Entegrity Solutions - Secure Access Management and Content Delivery Solutions
DCEMAP OBJECT SAMPLE EXPLANATION
(316GR 15-Jan-1998)

The dcemap object can optionally set a login context as the per-thread default login context for a thread, although it is not mandatory. We've added per-thread login contexts to our PC-DCE for Windows NT/95 to get around a limitation that DCE has with delegation and the default login context.

In pure DCE, a second-tier server can become a delegate for a client; that is, it can obtain a DCE login context that shows it is acting on behalf of the client. This server can then use that login context to access other services available on the network. However, some DCE applications implement a standard API with DCE plugged-in transparently underneath (for example, Oracle ANO and OHI's Connection). They implement the ODBC API and use DCE to secure the link between the client and the database.

Since ODBC has no concept of a login context, there is no way to pass the delegated login handle down through the ODBC API to the underlying DCE-enabled database client. So, these applications do the next best thing and call sec_login_get_current_context() which gets them the default login context. However, the default login context (set via a call to sec_login_set_context()) sets the process-wide default login context. This presents a problem with delegation because the middle tier is actually a multi-threaded server acting on behalf of many clients. To use sec_login_set_context(), you would need to mutex-protect the default login context and all client requests would effectively be single-threaded through the second tier.

PC-DCE gets around this problem by adding the equivalent of sec_login_set_context() which operates on a per-thread basis. For example, this allows a given executor thread to set a default login context for itself and then issue calls to the ODBC layer. When the ODBC layer calls sec_login_get_current_context(), PC-DCE detects the fact that this thread has a per-thread default context and will return it.
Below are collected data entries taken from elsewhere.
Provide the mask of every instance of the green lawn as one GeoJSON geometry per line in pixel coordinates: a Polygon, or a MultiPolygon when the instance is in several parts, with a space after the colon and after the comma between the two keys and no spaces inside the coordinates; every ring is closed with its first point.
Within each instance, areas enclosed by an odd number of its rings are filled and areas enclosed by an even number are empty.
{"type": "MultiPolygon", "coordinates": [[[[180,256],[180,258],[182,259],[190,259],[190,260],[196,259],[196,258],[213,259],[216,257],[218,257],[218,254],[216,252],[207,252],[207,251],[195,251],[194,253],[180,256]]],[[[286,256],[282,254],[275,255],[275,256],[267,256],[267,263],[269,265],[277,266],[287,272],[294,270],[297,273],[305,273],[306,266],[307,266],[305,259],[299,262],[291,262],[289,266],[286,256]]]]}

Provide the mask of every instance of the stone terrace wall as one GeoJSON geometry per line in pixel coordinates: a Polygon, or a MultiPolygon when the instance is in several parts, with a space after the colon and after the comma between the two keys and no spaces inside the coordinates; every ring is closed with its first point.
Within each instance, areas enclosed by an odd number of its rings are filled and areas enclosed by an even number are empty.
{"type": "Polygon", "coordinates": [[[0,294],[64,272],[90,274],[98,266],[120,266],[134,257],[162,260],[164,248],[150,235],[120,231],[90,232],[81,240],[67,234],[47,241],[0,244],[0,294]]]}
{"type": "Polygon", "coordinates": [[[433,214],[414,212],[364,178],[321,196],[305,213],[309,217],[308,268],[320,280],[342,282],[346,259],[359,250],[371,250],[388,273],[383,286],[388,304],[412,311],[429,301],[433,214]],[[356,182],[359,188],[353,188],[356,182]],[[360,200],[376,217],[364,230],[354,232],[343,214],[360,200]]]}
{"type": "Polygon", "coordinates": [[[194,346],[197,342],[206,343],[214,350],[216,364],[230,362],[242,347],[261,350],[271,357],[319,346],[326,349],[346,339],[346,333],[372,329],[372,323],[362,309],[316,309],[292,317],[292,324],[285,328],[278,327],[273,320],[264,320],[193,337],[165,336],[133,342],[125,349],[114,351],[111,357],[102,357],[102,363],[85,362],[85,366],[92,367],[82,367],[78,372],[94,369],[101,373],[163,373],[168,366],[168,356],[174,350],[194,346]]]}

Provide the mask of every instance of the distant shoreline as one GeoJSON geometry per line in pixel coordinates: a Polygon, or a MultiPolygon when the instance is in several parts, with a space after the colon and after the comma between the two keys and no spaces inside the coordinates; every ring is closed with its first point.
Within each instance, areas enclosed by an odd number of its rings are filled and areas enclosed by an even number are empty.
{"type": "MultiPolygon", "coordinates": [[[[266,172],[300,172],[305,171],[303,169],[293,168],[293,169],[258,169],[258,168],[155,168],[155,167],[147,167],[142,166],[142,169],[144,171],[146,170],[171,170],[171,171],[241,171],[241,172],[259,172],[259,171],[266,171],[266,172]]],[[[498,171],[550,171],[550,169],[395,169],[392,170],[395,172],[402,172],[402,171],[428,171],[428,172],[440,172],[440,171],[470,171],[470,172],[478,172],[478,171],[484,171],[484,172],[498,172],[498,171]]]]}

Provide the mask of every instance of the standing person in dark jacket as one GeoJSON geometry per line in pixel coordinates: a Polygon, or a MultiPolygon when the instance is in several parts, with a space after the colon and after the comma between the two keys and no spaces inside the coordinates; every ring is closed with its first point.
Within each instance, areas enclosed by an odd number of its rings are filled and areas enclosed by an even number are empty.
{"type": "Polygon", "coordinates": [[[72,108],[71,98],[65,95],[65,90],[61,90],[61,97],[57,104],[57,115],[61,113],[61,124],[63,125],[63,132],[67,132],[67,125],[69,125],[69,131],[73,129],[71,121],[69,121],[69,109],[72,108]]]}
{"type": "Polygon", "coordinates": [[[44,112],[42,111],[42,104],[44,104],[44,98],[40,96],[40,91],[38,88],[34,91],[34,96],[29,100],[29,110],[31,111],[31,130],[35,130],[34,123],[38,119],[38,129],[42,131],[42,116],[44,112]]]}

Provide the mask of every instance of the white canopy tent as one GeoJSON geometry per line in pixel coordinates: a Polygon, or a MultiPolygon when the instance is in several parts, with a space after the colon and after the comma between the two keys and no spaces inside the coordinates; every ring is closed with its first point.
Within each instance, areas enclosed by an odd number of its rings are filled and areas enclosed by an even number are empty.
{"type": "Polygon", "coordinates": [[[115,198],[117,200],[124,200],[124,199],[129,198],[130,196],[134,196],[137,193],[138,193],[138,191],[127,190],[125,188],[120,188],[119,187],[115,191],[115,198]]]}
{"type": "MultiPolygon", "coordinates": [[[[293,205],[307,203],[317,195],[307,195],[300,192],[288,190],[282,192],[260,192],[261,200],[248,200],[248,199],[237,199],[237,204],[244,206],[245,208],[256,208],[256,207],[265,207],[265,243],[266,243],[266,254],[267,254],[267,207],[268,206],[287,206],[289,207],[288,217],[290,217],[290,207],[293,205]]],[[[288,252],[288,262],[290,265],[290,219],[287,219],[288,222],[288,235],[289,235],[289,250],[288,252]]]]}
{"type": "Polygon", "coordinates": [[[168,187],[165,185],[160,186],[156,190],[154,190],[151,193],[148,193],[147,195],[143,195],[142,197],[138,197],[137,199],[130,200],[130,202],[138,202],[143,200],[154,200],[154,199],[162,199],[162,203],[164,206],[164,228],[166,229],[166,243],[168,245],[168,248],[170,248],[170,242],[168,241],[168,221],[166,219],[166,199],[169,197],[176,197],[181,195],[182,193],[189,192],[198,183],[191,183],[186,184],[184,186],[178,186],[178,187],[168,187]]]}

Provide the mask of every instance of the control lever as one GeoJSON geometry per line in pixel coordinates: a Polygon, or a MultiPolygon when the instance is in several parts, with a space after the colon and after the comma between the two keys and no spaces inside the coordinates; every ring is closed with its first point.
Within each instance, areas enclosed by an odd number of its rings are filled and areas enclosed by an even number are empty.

Otherwise, it will fall back to the per-process default context and return that accordingly. This allows the multi-thread use of delegation for APIs that don't accept DCE login contexts. This is critical in the WebCrusader environment where the Web server is considered the second tier and uses delegated login credentials to access downstream services from Web applications.

Once you get a login context, you can retrieve the user's name using DCE API calls. Although the DCEMap ActiveX object does not export a method to do this, you can use sec_login_get_initiator() to grab the initiators EPAC and extract the user's UUID. You can then call sec_id_gen_name() to map it to the user's name.